Bob Mansfield out, Dan Riccio in.
July 3, 2012

Apple’s hardware chief, Bob Mansfield, has decided it’s time to retire. Mansfield will be replaced by Dan Riccio, Apple’s vice president of the hardware engineering team for the iPad.

The ascent of Mansfield at the company appears to be another instance of Steve Jobs spotting talent within his ranks and promoting it. After getting a BSEE at the University of Texas in 1982, Mansfield wound up in a leadership position at a company called Raycer Graphics, which got acquired by Apple in 1999. From there, the sky was the limit. Mansfield rose the ranks, eventually overseeing the team that developed the MacBook Air and iMac line, among other products. Back in 2008, CNNMoney called him “part of the troika that took over Mac engineering after the messy dismissal of Tim Bucher in 2004.”

“Bob has been an instrumental part of our executive team, leading the hardware engineering organization and overseeing the team that has delivered dozens of breakthrough products over the years,” Apple CEO Tim Cook said in a statement. “We are very sad to have him leave and hope he enjoys every day of his retirement. Dan has been one of Bob’s key lieutenants for a very long time and is very well respected within Apple and by the industry. Our hardware engineering team is the best engineering team on earth and will not miss a beat during the transition.”

Mansfield has mostly shied away from the limelight; his YouTube presence is minimal, though both he and Riccio make appearances in this video announcing an update in the MacBook line. (It’s mostly dominated by the ultra-suave Sir Jonathan Ive, though).

It may be tempting for some to read more into Mansfield’s departure than a well-earned desire to kick back. Is all well in Tim Cook’s court? Is the post-Jobsian succession plan going smoothly? Are there hidden tensions? One outlet goes so far as to say the departure “raised some eyebrows” and called into question “the structure of Apple’s top-tier design team.”

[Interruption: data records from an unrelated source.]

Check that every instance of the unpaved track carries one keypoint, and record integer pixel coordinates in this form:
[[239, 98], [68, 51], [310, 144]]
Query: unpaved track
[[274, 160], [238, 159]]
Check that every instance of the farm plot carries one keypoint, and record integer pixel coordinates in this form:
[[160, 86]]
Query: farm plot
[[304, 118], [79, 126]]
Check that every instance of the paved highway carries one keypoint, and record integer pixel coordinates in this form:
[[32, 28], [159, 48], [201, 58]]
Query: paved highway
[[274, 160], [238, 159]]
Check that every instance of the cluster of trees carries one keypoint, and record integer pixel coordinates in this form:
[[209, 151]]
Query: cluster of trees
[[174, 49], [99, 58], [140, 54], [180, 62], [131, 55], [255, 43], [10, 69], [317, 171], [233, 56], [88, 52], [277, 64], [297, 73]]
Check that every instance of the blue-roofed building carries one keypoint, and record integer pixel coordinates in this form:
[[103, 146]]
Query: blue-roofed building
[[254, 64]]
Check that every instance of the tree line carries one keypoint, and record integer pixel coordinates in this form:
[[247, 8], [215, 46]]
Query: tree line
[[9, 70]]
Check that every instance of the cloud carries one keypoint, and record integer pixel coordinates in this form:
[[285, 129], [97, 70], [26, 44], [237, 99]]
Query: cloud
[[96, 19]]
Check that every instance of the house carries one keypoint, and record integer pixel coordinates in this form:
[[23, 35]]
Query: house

But it seems unlikely that Mansfield is retiring for anything other than the usual reasons one retires (he did sell almost all his stock a year ago, after all), and that his departure is anything but amicable. For one thing, as CNNMoney pointed years back, Mansfield already reported directly to Cook even while Jobs was alive, hence the shift to the Cook administration should have been particularly easy for him.